Como si, tal vez, por primera vez en mi vida, hubiera aterrizado en algún lugar donde realmente quiero quedarme.
Para siempre.
Lo que probablemente debería enviarme corriendo hacia las colinas. Porque no es como si nunca hubiera vivido con un chico antes. Lo he hecho. Dos veces. Ambas duraron… ¿qué? ¿Tres días?
Empezaba toda emocionada, fingiendo que estaba lista para jugar a la casita, y luego —¡boom! Esa sensación de acorralamiento y asfixia aparecía. Las paredes se sentían más cercanas. Su respiración sonaba demasiado fuerte. Su cepillo de dientes junto al mío me hacía querer buscar la ventana más cercana para saltar.
Para el tercer día estaría empacando a las dos de la mañana, arrastrándome de regreso a mi lugar donde nadie esperaba que doblara su ropa o compartiera mi Cinnamon Toast Crunch.
¿Y una vez que me iba?
Relación muerta.
Enterrada.
Sin resurrección.
Así que el hecho de que haya estado aquí una semana completa —mayormente voluntariamente, ya que Gray se aseguró de que no pudiera volver corriendo a mi apartamento incluso si quisiera— sin sentirme atrapada, sin planear rutas de escape, sin inventar recados falsos solo para respirar…
Eso es una locura.
Porque no estoy acostumbrada a quedarme.
No estoy acostumbrada a querer quedarme.
¿Pero esta sensación?
No la cambiaría por nada del mundo.
Mientras finalmente vacío tres cajas más en el enorme armario, doy un paso atrás, con las manos en las caderas, y admiro todo el trabajo que he logrado hasta ahora.

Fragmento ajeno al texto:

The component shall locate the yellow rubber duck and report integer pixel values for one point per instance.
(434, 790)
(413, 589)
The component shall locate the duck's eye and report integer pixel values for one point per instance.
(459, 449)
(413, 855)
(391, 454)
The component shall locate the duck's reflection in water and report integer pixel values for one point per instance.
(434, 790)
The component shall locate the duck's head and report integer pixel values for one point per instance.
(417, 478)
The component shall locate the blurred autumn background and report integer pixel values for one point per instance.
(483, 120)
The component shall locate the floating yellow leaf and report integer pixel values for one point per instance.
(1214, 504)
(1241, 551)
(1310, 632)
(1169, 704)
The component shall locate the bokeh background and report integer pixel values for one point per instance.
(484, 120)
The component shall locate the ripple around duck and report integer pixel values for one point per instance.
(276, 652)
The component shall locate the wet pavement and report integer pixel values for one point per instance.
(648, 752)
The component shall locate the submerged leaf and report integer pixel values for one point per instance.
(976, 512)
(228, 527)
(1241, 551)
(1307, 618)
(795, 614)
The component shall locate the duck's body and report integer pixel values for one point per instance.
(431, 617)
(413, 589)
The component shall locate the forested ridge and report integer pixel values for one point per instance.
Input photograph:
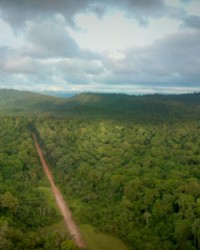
(128, 165)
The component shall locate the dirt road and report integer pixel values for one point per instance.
(72, 228)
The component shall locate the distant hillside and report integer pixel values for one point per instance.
(118, 106)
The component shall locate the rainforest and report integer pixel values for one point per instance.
(127, 166)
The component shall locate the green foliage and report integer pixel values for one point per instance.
(24, 209)
(139, 182)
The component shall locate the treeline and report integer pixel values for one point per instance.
(24, 209)
(139, 182)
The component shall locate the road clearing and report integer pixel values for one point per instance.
(62, 205)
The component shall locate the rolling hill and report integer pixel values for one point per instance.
(120, 106)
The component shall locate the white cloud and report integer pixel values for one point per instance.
(137, 45)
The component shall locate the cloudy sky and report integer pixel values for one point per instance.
(128, 46)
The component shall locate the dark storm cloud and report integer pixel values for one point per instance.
(171, 60)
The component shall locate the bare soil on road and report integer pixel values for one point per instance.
(64, 209)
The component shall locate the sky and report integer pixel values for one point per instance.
(121, 46)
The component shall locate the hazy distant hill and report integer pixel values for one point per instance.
(121, 106)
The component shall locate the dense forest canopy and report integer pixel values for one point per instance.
(128, 165)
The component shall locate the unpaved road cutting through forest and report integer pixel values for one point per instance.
(72, 228)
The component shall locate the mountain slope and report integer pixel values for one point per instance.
(116, 106)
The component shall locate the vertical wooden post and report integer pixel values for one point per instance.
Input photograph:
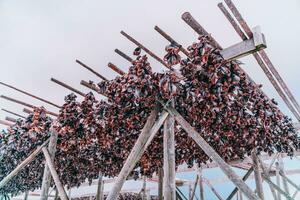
(26, 195)
(169, 159)
(58, 184)
(210, 152)
(99, 187)
(47, 174)
(160, 184)
(278, 180)
(201, 195)
(257, 176)
(281, 170)
(143, 141)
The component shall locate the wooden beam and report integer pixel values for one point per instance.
(245, 47)
(24, 163)
(169, 158)
(143, 141)
(31, 95)
(235, 190)
(160, 183)
(91, 70)
(282, 171)
(115, 68)
(144, 48)
(257, 56)
(47, 174)
(10, 119)
(26, 104)
(263, 54)
(201, 188)
(123, 55)
(278, 181)
(5, 123)
(99, 195)
(13, 113)
(67, 86)
(213, 190)
(211, 153)
(257, 175)
(61, 191)
(194, 188)
(171, 40)
(266, 173)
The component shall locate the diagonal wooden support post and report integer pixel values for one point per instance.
(99, 195)
(169, 158)
(160, 183)
(25, 162)
(61, 191)
(211, 153)
(282, 172)
(195, 186)
(201, 188)
(257, 175)
(278, 181)
(151, 127)
(47, 174)
(213, 190)
(245, 177)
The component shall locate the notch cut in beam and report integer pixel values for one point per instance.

—Bueno, sí… esto es suficiente por ahora —murmuro, de repente consciente de lo cansada que estoy y lo mucho que necesito un maldito descanso.
Desplomándome en la cama, agarro mi teléfono de la mesita de noche e inmediatamente envío un mensaje al grupo con Alyssa y Chelsea.

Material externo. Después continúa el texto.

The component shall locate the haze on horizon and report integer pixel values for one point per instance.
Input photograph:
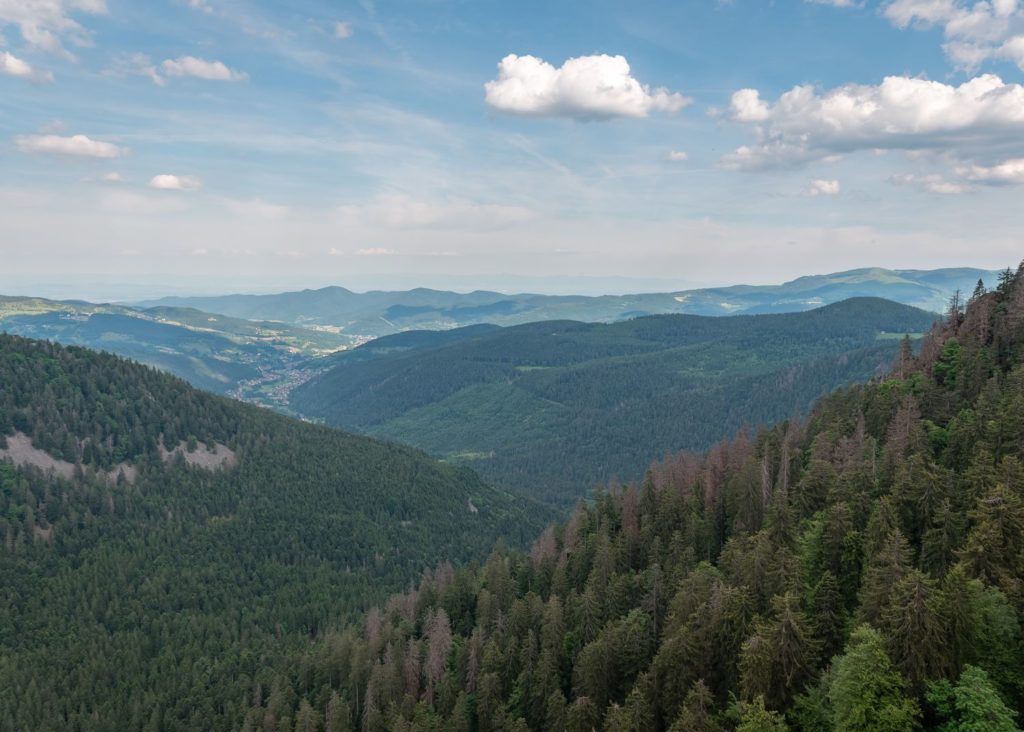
(200, 146)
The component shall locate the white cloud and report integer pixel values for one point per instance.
(819, 186)
(175, 182)
(44, 23)
(257, 209)
(201, 69)
(395, 211)
(898, 114)
(932, 183)
(12, 66)
(586, 87)
(75, 145)
(975, 32)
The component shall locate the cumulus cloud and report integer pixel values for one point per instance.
(932, 183)
(393, 211)
(900, 113)
(821, 186)
(12, 66)
(45, 24)
(79, 145)
(175, 182)
(1005, 173)
(585, 87)
(975, 32)
(201, 69)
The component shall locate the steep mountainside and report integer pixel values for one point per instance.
(860, 571)
(379, 313)
(552, 408)
(161, 545)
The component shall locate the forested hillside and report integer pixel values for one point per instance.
(381, 313)
(552, 408)
(146, 580)
(858, 571)
(246, 358)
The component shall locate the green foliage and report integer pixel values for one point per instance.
(721, 592)
(552, 408)
(174, 599)
(866, 692)
(757, 719)
(972, 704)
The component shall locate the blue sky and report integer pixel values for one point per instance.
(204, 145)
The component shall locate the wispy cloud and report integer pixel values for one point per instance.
(168, 181)
(76, 145)
(12, 66)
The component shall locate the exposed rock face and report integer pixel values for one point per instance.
(22, 453)
(219, 458)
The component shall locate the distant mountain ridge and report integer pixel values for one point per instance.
(379, 312)
(562, 405)
(220, 353)
(159, 592)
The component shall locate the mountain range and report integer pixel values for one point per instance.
(552, 408)
(378, 313)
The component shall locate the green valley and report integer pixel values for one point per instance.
(553, 408)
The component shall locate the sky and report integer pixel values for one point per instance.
(178, 146)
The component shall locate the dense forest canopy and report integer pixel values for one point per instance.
(550, 410)
(858, 571)
(158, 597)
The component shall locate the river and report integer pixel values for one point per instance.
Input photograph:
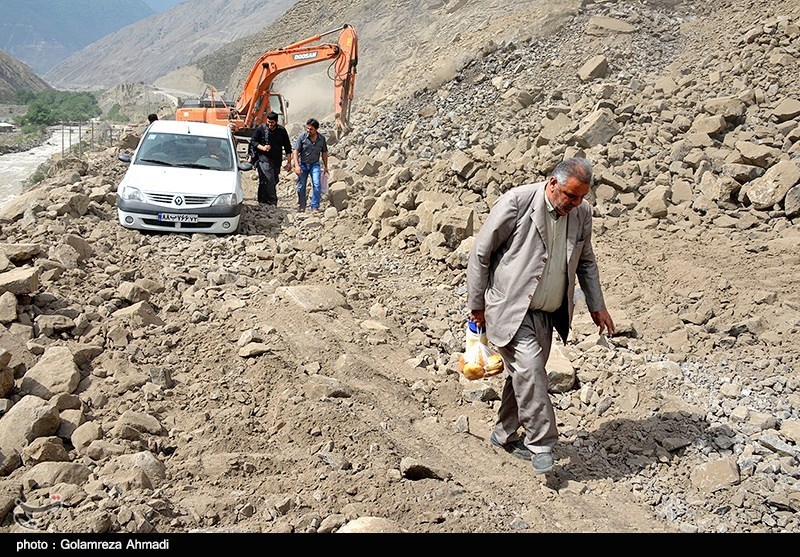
(15, 168)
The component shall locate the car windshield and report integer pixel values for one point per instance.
(193, 151)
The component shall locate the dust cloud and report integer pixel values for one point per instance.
(309, 92)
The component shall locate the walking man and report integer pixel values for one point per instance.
(309, 147)
(266, 144)
(520, 284)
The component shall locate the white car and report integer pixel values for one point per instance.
(183, 177)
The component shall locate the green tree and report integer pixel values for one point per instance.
(24, 96)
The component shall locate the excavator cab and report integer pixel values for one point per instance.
(257, 98)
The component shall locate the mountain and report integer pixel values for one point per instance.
(301, 376)
(16, 76)
(42, 33)
(148, 49)
(159, 6)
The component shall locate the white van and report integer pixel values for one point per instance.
(183, 177)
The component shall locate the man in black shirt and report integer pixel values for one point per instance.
(265, 152)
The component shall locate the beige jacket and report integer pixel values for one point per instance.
(508, 257)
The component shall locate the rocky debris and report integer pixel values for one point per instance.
(301, 376)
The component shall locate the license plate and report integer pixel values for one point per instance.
(175, 217)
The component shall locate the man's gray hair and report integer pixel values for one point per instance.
(574, 167)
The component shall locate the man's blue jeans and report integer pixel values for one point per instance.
(316, 185)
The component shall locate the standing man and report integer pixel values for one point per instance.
(520, 285)
(308, 148)
(266, 144)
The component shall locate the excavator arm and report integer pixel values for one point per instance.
(253, 103)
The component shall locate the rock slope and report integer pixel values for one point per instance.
(301, 375)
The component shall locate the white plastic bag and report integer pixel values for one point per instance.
(324, 178)
(478, 360)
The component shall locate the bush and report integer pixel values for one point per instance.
(114, 114)
(52, 107)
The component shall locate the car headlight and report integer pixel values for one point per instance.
(227, 199)
(129, 193)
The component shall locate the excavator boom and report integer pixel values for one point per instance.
(257, 98)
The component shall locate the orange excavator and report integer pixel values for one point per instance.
(257, 99)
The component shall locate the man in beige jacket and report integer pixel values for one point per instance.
(520, 286)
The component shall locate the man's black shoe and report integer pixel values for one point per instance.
(514, 448)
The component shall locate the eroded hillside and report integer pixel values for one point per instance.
(301, 375)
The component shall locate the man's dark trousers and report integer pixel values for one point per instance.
(268, 173)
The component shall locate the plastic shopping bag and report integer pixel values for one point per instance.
(324, 178)
(479, 360)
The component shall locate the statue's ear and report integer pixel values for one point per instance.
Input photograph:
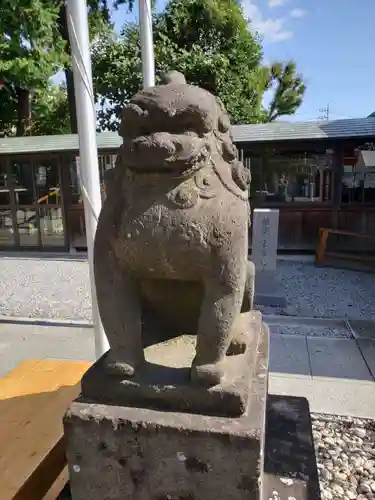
(223, 121)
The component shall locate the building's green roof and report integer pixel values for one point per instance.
(55, 143)
(269, 132)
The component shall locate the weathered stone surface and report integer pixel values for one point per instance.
(173, 231)
(164, 380)
(122, 453)
(290, 469)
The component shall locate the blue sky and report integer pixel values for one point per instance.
(332, 42)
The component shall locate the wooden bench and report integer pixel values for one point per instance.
(33, 399)
(321, 252)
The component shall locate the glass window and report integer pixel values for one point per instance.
(52, 227)
(6, 228)
(4, 186)
(357, 186)
(75, 189)
(27, 224)
(47, 183)
(23, 182)
(287, 178)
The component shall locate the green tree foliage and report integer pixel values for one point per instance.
(211, 43)
(31, 51)
(288, 89)
(50, 113)
(99, 17)
(208, 40)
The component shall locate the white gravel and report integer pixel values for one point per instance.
(345, 451)
(53, 288)
(311, 331)
(327, 292)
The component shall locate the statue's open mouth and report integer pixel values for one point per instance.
(165, 153)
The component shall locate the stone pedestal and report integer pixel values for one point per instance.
(268, 291)
(145, 453)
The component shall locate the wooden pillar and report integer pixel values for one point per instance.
(337, 176)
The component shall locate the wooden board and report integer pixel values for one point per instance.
(33, 399)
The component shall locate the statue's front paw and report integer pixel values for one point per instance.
(120, 368)
(239, 344)
(207, 374)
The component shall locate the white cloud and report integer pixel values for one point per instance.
(297, 13)
(272, 30)
(275, 3)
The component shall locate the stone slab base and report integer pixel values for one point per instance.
(289, 461)
(121, 453)
(163, 383)
(268, 291)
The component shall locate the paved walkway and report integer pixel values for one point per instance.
(336, 375)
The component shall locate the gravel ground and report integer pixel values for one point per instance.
(311, 331)
(53, 288)
(327, 292)
(345, 451)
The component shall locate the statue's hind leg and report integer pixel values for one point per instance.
(221, 306)
(241, 332)
(119, 306)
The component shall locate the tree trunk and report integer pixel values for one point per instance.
(71, 100)
(23, 112)
(63, 27)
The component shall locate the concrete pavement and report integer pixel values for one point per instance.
(335, 374)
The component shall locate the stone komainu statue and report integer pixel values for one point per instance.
(172, 237)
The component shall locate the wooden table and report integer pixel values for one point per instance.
(33, 399)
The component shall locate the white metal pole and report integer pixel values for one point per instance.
(89, 167)
(147, 44)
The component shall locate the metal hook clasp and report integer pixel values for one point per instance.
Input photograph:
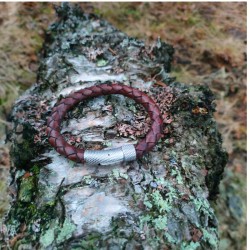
(124, 153)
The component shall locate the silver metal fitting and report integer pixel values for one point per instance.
(111, 156)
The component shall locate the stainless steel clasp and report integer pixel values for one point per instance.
(110, 156)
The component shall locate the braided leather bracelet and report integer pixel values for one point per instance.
(109, 156)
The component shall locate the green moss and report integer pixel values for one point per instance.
(190, 245)
(66, 231)
(26, 189)
(47, 238)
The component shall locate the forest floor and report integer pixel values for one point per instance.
(210, 48)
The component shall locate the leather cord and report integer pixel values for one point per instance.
(67, 103)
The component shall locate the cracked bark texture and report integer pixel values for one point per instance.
(158, 202)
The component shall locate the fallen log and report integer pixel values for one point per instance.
(158, 202)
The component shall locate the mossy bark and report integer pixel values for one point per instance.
(159, 202)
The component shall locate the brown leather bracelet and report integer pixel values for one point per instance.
(80, 155)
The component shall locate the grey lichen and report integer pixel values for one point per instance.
(158, 202)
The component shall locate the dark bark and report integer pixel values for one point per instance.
(159, 202)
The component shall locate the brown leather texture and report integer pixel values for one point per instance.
(67, 103)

Yo: ¿Por qué no me dijeron que tenía tantas cosas? Ni siquiera he terminado de desempacar la mitad.
Chelsea: ¿En serio teníamos que decírtelo? Te vas de compras como cada fin de semana.

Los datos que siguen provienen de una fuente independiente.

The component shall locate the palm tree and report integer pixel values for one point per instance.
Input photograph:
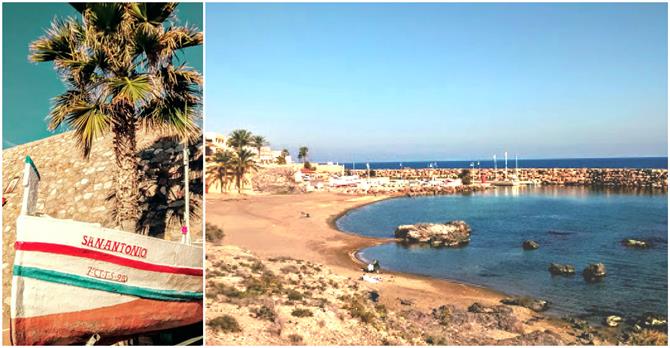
(281, 159)
(239, 139)
(243, 163)
(302, 153)
(219, 168)
(118, 68)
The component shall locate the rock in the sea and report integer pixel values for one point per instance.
(528, 302)
(560, 269)
(594, 272)
(450, 234)
(635, 243)
(530, 245)
(653, 321)
(613, 320)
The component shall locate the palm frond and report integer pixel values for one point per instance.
(62, 107)
(89, 122)
(59, 43)
(170, 118)
(105, 17)
(135, 89)
(177, 38)
(152, 12)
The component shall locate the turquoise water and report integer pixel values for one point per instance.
(572, 225)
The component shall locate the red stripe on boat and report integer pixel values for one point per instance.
(98, 255)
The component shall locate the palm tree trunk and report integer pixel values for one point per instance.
(126, 180)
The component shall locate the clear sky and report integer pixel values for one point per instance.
(374, 82)
(27, 88)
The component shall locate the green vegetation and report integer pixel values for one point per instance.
(294, 295)
(302, 312)
(303, 153)
(224, 166)
(225, 323)
(258, 141)
(357, 308)
(213, 233)
(117, 64)
(265, 313)
(295, 338)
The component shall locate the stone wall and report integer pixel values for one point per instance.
(656, 178)
(81, 189)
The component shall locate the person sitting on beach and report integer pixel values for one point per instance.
(373, 267)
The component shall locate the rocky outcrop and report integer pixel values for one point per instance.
(594, 272)
(653, 321)
(613, 320)
(635, 243)
(530, 245)
(561, 269)
(528, 302)
(450, 234)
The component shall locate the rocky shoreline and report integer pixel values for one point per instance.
(609, 177)
(648, 329)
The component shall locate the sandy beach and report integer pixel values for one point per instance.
(273, 226)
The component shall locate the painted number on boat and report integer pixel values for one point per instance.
(107, 275)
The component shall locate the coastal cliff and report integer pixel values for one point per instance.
(610, 177)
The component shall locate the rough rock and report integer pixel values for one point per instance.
(530, 245)
(561, 269)
(613, 320)
(450, 234)
(528, 302)
(594, 272)
(480, 308)
(635, 243)
(653, 321)
(535, 338)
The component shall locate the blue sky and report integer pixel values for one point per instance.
(380, 82)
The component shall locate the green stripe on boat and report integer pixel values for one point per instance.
(97, 284)
(32, 164)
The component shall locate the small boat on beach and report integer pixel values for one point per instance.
(74, 281)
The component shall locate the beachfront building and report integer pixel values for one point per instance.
(214, 142)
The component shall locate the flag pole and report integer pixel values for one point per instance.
(186, 232)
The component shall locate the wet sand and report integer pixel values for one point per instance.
(274, 225)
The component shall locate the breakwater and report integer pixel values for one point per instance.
(610, 177)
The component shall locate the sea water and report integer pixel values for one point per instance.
(626, 162)
(574, 225)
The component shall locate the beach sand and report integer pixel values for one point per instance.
(274, 226)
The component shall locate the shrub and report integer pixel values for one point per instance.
(294, 295)
(357, 309)
(295, 339)
(225, 323)
(265, 313)
(213, 233)
(289, 269)
(437, 340)
(302, 312)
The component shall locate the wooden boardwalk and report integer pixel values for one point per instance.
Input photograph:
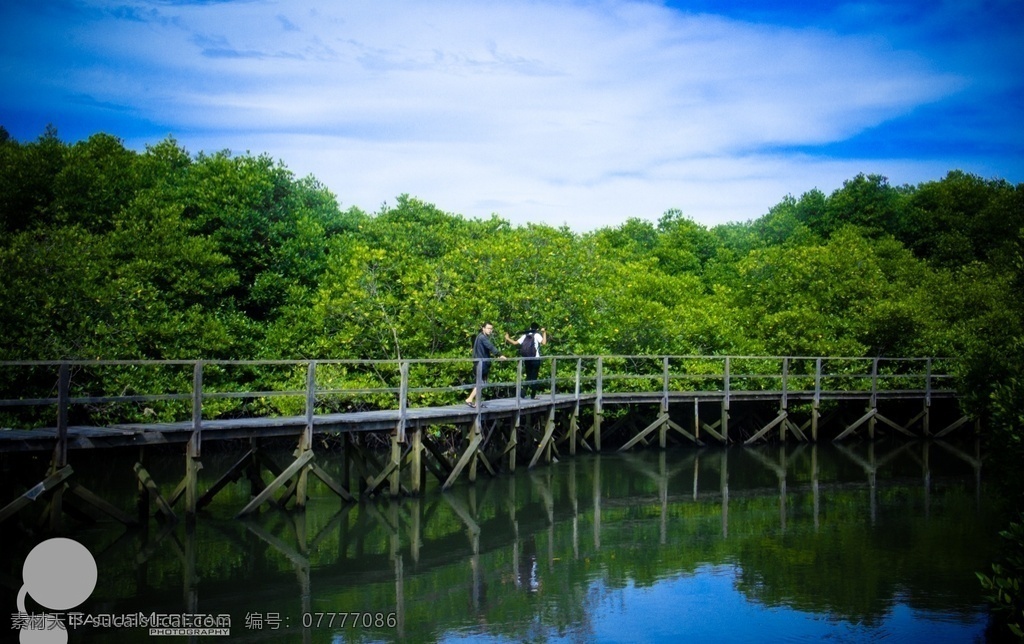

Alyssa: Chica… convertiste tu segunda habitación entera en un armario. Asumí que sabías que tenías una tienda minorista escondida en tu apartamento.
Gimo, dejándome caer hacia atrás dramáticamente.
Yo: Debería haber aceptado la oferta de Gray cuando sugirió contratar a un organizador profesional. No puedo hacer toda esta mierda sola.
Alyssa: Luther está ahí, ¿verdad? Dime que no está solo parado quejándose en lugar de ayudar realmente.
Yo: Ha estado lloriqueando toda la mañana. Necesito refuerzos. ¿Pueden escaparse un rato?
La burbuja de Chelsea aparece inmediatamente.
Chelsea: Zorra, no digas más. Estaré allí en quince minutos.
Alyssa interviene.
Alyssa: Supongo que como ahora tengo niñera, puedo venir. Estaré en camino pronto. No mates a Luther antes de que lleguemos.
Suelto una risa.
Yo: No prometo nada.
Dejando mi teléfono a un lado, me levanto de la cama y me dirijo a la cocina, totalmente preparada para servirme una bien merecida copa después de la mañana que he tenido y esperar a que mis chicas vengan al rescate.